Comment 24 for bug 1172106

Revision history for this message
John Dennis (jdennis-a) wrote :

To properly fix this we cannot just globally change the default
encoding, that is a temporary workaround not a structural fix
consistent with OpenStack coding practice and Python3 semantics.

This is a sequence 4 patches. The full commit was broken down into the
4 patches to facilitate review where each patch implements one phase
of the total fix. Please see each commit message for details and
rationale for the change.

The correct way to handle non-ascii characters is to always use
unicode strings. In Python2 this requires the use of the unicode
string object instead of the str string object. In Python3 all strings
are unicode (str objects are actually unicode and what was str in
Python2 becomes bytes object in Python3). Thus all strings in
OpenStack code should be unicode in Python2 and will by definition be
unicode in Python3.

External library interfacess are often specified to require UTF-8
encoding for strings. This is because UTF-8 encoding is a byte (octet)
stream and a proper subset of ASCII. This is especially true of
libraries written in C or that implement RFC's whose specification
specifies strings are UTF-8 encoded, LDAP, XML, HTTP, etc. are common
examples.

The natural consequence of this is Python maintains it's strings as
unicode (either UCS-2 or UCS-4) and conversion to/from UTF-8 occurs at
I/O and/or API boundaries, in other words when string data is entering
or leaving the "python domain".

python-ldap is the standard LDAP API for interacting with LDAP from
Python. python-ldap requires UTF-8 encoded strings. It
would have been ideal if inside the python-ldap API binding it
converted unicode strings to UTF-8 but it doesn't and this unfortunate
omission requires us to do the conversion when calling LDAP and on the
data returned from LDAP. The fact the python-ldap API does not perform
UTF-8 conversion just means doing the conversion ourselves is
consistent with any other API or I/O boundary requiring UTF-8.

To expedite LDAP testing without requiring a running live LDAP server
a fake LDAP API was introduced which emulates LDAP. Unfortunately the
fake LDAP is a poor emulation. For example it does not demand all LDAP
data be converted to strings nor that strings are UTF-8 encoded. This
meant a considerable portion of the LDAP unit tests were not catching
potential problems with data types being passed through the LDAP
API. Many of these problems only showed up during the occassional
testing against a live LDAP server using the python-ldap interface.
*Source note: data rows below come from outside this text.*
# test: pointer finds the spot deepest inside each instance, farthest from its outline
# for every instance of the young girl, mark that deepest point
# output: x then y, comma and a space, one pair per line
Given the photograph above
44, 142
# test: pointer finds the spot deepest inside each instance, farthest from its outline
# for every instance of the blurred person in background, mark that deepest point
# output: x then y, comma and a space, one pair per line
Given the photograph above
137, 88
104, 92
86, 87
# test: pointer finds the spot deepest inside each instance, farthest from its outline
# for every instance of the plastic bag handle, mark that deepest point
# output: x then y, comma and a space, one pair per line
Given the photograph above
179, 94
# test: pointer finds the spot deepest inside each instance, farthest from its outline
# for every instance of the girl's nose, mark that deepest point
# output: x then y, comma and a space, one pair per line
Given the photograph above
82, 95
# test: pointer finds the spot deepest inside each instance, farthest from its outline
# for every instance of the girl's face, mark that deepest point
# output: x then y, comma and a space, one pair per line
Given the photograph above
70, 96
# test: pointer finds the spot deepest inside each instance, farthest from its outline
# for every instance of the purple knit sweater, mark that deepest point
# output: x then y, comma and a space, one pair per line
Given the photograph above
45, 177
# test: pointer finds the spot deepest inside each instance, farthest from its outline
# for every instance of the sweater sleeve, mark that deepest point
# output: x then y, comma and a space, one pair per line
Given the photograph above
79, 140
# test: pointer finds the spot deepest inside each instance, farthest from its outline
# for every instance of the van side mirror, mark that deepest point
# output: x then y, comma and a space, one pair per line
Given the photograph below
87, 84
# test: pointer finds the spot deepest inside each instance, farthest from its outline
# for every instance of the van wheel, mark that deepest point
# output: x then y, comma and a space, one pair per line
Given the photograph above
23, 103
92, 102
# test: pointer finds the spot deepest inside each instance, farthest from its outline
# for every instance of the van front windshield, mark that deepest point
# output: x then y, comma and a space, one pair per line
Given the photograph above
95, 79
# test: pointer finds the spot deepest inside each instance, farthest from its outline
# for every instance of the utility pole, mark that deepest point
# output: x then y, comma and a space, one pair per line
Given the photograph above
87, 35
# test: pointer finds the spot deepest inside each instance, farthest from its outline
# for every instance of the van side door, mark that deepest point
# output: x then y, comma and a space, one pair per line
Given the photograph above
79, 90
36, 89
To address these issues the following was done:

* An abstract LDAP interface was defined. Both fake ldap and live ldap
  implement this interface. The interface requires UTF-8 encoded
  strings.

* An instance of the same abstract LDAP interface was implemented
  whose job it is to perform type conversion and logging, then then
  call one of the LDAP instances to perform the actual LDAP
  operation. Note, type conversion includes other things besides UTF-8
  conversion, it also includes converting Python types such as
  booleans, integers, etc. to a string representation.

* The test coverage for non-ascii values was greatly expanded.